Ew sh’es rude. She should have just “grin and beared” it w/out saying nothing at al. yes, BM do have life’s outside of your wedding, but come on you really can’t put yourself aside for a few hours and attend a free broadway show?! I would be annoyed!

Post # 9
Member
1030 posts
Bumble bee
  • Wedding: May 2011

Smother her with kindness 😉 “I totally get not wanting to go to a show, we’ll have fun without you and you can meet us later!” – no need to plan around her. She can come or not.

Post # 10
Member
44 posts
Newbee
  • Wedding: October 2011

Go easy on her.  Tell her she doesn’t have to come for the show, & go on with your plans.

I am a bride-to-be now, after just being a MOH in Nov.  To be honest, I freakin HATED it!  I had other things to do, and it’s not that a friend or sisters wedding isn’t important, but it certainly wasn’t my first priority.  I came along to some fittings, not all.  Who cares if I wasn’t do anything else important. I just didn’t want to be at ANOTHER fitting. I also didn’t want to fork over money to help host parties, money for gifts & $200 for a dress I’ll never wear again!
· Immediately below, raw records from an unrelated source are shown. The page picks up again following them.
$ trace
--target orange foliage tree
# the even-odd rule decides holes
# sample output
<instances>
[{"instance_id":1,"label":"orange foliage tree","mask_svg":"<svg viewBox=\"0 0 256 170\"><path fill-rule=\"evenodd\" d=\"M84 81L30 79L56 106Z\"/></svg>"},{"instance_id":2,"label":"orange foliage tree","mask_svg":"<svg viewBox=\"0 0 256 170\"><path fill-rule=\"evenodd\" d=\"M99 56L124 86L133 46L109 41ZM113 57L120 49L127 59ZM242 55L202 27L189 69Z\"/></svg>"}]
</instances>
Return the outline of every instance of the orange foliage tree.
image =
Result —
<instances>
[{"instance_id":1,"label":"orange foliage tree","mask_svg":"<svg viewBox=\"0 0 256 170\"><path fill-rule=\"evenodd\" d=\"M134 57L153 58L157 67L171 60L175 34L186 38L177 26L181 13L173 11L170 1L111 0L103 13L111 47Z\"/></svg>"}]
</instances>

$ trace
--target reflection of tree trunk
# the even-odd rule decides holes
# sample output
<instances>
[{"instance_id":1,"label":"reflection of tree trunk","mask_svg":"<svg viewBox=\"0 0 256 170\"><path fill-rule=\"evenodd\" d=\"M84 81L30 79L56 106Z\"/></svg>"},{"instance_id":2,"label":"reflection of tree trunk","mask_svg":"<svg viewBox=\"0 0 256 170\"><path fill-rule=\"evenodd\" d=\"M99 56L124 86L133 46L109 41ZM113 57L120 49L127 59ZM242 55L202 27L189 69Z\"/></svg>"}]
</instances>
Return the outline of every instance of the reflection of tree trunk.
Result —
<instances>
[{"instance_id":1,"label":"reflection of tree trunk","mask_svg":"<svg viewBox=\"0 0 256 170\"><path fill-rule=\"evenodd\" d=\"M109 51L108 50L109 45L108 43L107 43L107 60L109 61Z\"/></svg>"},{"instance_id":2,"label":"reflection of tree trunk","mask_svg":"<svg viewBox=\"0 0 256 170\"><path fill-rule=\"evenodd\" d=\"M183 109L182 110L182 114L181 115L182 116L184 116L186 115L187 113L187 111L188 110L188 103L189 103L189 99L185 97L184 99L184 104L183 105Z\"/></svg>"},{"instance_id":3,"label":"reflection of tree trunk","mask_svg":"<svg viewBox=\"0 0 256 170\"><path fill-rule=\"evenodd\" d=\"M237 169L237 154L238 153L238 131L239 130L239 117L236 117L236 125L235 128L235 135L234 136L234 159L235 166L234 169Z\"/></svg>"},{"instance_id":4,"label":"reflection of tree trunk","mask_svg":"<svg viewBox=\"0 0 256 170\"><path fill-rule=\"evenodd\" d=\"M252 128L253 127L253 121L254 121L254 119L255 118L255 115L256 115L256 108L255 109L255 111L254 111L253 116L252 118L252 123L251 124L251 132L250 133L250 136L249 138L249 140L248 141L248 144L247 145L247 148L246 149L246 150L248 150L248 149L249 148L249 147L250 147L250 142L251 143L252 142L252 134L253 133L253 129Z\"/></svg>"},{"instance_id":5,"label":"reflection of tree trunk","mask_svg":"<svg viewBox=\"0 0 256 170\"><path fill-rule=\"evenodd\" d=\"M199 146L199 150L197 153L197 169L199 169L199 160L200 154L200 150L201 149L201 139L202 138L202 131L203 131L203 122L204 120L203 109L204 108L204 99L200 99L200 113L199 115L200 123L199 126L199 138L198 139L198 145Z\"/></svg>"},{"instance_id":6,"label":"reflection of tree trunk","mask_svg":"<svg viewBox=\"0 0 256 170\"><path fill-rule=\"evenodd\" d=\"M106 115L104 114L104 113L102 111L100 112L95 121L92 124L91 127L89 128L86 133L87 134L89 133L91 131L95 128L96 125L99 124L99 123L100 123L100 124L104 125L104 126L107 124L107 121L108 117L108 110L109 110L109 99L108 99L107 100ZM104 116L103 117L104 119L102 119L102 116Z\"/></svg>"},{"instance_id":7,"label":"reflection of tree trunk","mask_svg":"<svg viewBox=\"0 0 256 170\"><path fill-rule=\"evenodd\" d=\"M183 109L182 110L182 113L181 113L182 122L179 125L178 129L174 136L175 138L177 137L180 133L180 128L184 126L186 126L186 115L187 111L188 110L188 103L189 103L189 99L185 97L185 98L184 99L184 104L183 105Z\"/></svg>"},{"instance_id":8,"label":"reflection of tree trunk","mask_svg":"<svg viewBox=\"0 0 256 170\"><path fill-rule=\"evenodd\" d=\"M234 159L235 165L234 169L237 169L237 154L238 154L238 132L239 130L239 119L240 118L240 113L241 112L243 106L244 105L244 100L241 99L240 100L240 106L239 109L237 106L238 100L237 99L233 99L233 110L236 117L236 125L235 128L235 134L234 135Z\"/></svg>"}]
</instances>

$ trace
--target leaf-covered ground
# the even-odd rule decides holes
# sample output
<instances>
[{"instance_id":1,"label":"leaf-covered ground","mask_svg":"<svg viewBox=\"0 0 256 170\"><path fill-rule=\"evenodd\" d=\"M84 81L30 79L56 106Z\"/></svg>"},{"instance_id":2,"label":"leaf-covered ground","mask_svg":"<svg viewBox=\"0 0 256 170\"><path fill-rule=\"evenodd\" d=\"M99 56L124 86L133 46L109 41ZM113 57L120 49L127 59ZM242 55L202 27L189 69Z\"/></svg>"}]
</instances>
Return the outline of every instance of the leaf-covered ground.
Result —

Now, with all of that fresh in my mind, I am being a good bride to be.  My bridesmaids and MOH aren’t expected to do anything at all, just stand for me.  Sure we are doing a bachelorette party and everything, but I am planning it & I am not making them spend more than $50 on their dresses.

As brides to be, we sometimes forget that even the closest people in your life aren’t as crazy about your wedding as you are.  They don’t want to spend the cash, they don’t want to spend Saturday mornings at fittings & sometimes they don’t want to go out and act crazy with us for a bachelorette party.  It’s stressful!

Don’t take it personally.  I doubt she means anything by it.